Nadchodzi gwałtowne załamanie pogody. Będzie chłodno i burzowo
Ostatnie tygodnie w Polsce były bardzo ciepłe, ale już pod koniec tego tygodnia nadejdzie duże ochłodzenie.
Z komunikatu wydanego przez IMGW wynika, że wysokie temperatury utrzymają się do czwartku -Niestety już w nocy z czwartku na piątek nad zachodnią część Polski nasunie się chłodny front atmosferyczny, a wraz z nim opady deszczu i burze. Strefa frontowa powoli przesuwać się będzie w głąb kraju. Najgroźniejszych zjawisk spodziewamy się w piątek i w nocy z piątku na sobotę. W tym okresie niemal w całej Polsce wystąpią burze, najgwałtowniejsze w strefie zbieżności, zwanej również "rózgą burzową", która utworzy się na przedpolu frontu chłodnego. W ciągu dnia strefa ta przebiegać będzie od Pomorza Wschodniego i Warmię, przez centrum, po Śląsk i Małopolskę, a w nocy przemieści się na wschód. Burzom w strefie zbieżności towarzyszyć będą ulewne opady deszczu, miejscami nawet powyżej 50 l/m2, grad oraz bardzo silne porywy wiatru - informuje Agnieszka Harasimowicz z IMGW.

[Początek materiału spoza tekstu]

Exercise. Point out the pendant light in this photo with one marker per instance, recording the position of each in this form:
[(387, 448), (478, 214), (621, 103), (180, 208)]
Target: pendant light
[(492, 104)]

Niestety lepiej nie będzie też w weekend - W sobotę burze z ulewnymi opadami deszczu spodziewane są jeszcze na południowym wschodzie kraju i tam też będzie najcieplej, około 27 C. Na pozostałym obszarze dużo chmur, okresami deszcz i zdecydowanie chłodniej: od 19 C do 21 C. Bardzo chłodna i deszczowa może być też niedziela. Według prognoz numerycznych temperatura maksymalna tego dnia wyniesie zaledwie od 15 C, 17 C na północnym wschodzie do 21 C na południowym zachodzie - dodaje Harasimowicz.